At the end of 2023, a team of third -party researchers discovered a disturbing problem OPENAI widely used artificial intelligence GPT-3.5 model.

When asked to repeat certain words a thousand times, the model began to repeat the word again and again, then suddenly Chased to spit Inconsistent text and extracts from personal information from its training data, including name parts, telephone numbers and email addresses. The team that discovered the problem worked with Openai to ensure that the defect was fixed before revealing it publicly. This is only dozens of problems found in the main models of AI in recent years.

In a Proposal published todayMore than 30 eminent AI researchers, some of which have found the GPT-3.5 defect, say that many other vulnerabilities affecting popular models are reported in a problematic manner. They suggest a new program supported by AI companies which gives foreigners permission to probe their models and a means of publicly disclosing the faults.

“Right now, it’s a bit of the West West,” said Shayne LongPreA doctoral student at MIT and principal author of the proposal. LongPre says that some so-called jailbreakers share their methods of rupture of AI protect the X social media platform, leaving models and risky users. Other jailbreaks are shared with a single company, even if they could affect a lot. And some faults, he says, are kept secret due to the fear of being prohibited or the prosecution for having broken the conditions of use. “It is clear that there are frightening effects and uncertainty,” he said.

The safety and safety of AI models are extremely important since technology is now used and how it can infiltrate countless applications and services.
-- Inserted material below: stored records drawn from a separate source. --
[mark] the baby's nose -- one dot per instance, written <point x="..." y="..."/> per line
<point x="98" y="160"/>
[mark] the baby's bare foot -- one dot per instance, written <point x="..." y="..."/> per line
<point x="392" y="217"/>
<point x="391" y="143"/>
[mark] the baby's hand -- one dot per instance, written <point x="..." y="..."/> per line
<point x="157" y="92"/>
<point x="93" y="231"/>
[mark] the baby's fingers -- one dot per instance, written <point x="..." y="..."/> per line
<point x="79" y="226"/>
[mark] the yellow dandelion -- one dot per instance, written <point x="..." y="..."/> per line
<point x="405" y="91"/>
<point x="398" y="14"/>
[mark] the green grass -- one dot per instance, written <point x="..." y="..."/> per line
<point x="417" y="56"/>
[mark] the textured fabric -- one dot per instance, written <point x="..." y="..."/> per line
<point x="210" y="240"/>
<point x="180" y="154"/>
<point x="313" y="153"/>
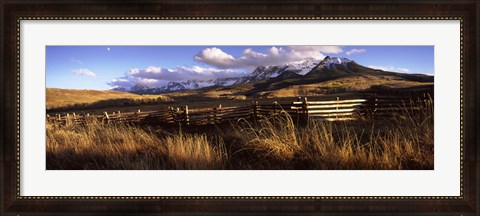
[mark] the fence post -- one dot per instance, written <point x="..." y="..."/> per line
<point x="336" y="114"/>
<point x="275" y="104"/>
<point x="107" y="117"/>
<point x="187" y="119"/>
<point x="67" y="118"/>
<point x="305" y="117"/>
<point x="216" y="114"/>
<point x="254" y="110"/>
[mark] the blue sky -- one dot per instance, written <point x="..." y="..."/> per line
<point x="106" y="67"/>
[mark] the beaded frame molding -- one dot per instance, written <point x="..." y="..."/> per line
<point x="18" y="89"/>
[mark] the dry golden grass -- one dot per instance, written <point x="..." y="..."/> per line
<point x="346" y="84"/>
<point x="57" y="98"/>
<point x="119" y="146"/>
<point x="403" y="141"/>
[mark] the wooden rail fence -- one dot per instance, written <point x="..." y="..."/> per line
<point x="301" y="110"/>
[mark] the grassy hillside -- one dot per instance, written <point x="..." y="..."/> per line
<point x="57" y="98"/>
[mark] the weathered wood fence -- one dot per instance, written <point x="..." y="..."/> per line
<point x="302" y="110"/>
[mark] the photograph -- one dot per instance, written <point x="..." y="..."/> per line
<point x="239" y="107"/>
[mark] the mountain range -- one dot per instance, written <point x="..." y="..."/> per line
<point x="306" y="71"/>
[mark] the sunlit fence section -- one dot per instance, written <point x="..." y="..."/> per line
<point x="302" y="111"/>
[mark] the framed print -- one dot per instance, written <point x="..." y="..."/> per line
<point x="239" y="108"/>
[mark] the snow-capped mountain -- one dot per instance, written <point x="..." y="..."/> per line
<point x="296" y="69"/>
<point x="181" y="86"/>
<point x="290" y="70"/>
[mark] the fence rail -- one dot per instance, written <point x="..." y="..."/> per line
<point x="302" y="110"/>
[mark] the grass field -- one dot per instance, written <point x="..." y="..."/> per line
<point x="78" y="99"/>
<point x="403" y="141"/>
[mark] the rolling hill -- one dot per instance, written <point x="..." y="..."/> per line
<point x="56" y="97"/>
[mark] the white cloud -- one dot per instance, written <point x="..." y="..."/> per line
<point x="74" y="60"/>
<point x="271" y="56"/>
<point x="84" y="72"/>
<point x="353" y="51"/>
<point x="153" y="76"/>
<point x="390" y="68"/>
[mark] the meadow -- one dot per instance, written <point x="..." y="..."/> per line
<point x="401" y="141"/>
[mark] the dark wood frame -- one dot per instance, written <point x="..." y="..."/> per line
<point x="466" y="204"/>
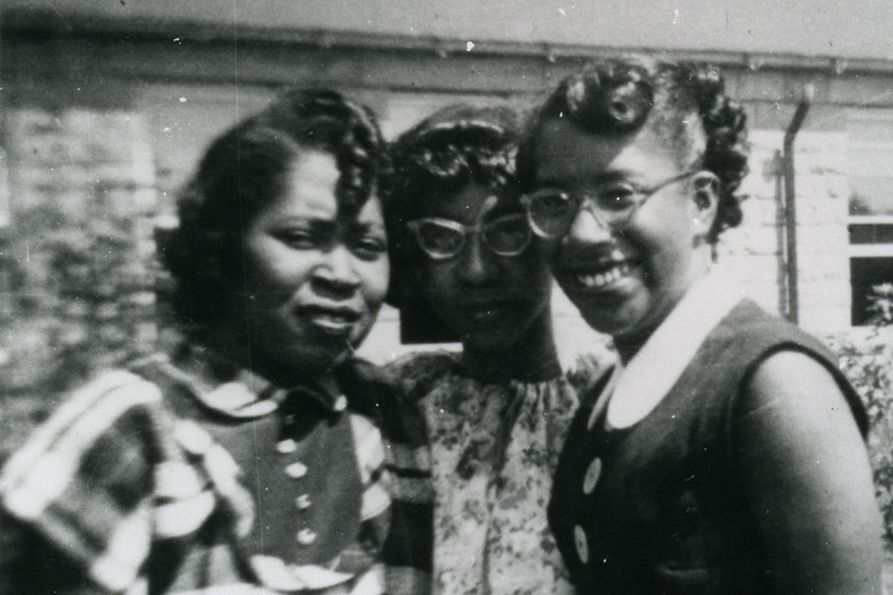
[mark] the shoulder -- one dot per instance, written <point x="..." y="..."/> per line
<point x="793" y="391"/>
<point x="417" y="373"/>
<point x="113" y="408"/>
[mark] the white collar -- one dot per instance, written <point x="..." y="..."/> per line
<point x="652" y="372"/>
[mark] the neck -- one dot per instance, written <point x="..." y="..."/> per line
<point x="532" y="358"/>
<point x="629" y="344"/>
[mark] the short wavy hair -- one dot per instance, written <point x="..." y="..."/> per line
<point x="442" y="154"/>
<point x="620" y="96"/>
<point x="435" y="159"/>
<point x="246" y="169"/>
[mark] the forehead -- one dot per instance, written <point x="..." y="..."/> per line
<point x="309" y="191"/>
<point x="567" y="154"/>
<point x="473" y="201"/>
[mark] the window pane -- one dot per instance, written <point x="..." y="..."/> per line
<point x="871" y="195"/>
<point x="865" y="273"/>
<point x="871" y="233"/>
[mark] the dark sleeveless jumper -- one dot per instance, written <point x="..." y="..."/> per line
<point x="658" y="507"/>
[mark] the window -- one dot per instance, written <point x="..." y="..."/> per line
<point x="870" y="155"/>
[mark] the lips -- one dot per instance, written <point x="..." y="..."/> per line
<point x="599" y="276"/>
<point x="603" y="279"/>
<point x="485" y="311"/>
<point x="336" y="321"/>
Powerful models must be tested at the contained rail and produce unpleasant or dangerous responses. These include vulnerable users to adopt harmful behavior or help a bad actor developing cyber, chemical or organic weapons. Some experts fear that models can help cybercriminals or terrorists, and can even turn on humans As they advance.

The authors suggest three main measures to improve the disclosure process of third parties: adopt standardized AI failure reports to rationalize the declaration process; For large AI companies to provide infrastructure to third -party researchers who disclose faults; And to develop a system that allows you to share defects between different suppliers.

The approach is borrowed from the world of cybersecurity, where there are legal protections and established standards for external researchers to disclose bugs.

“IA researchers do not always know how to disclose a defect and cannot be certain that their disclosure of fae in good faith will not expose them to a legal risk,” explains Ilona Cohen, chief executive and politicians at HackA company that organizes bonuses of bugs and a co -author on the report.

Large AI companies are currently carrying out in -depth security tests on AI models before their release. Some also contract with external companies to deepen more. “Are there enough people in these [companies] To solve all problems with AI systems for general use, used by hundreds of millions of people in applications that we have never dreamed? »LongPre asks. Some AI companies have started to organize ia bug bonuses. However, LongPre says that independent researchers are likely to break the terms of use if they take them to probe powerful AI models.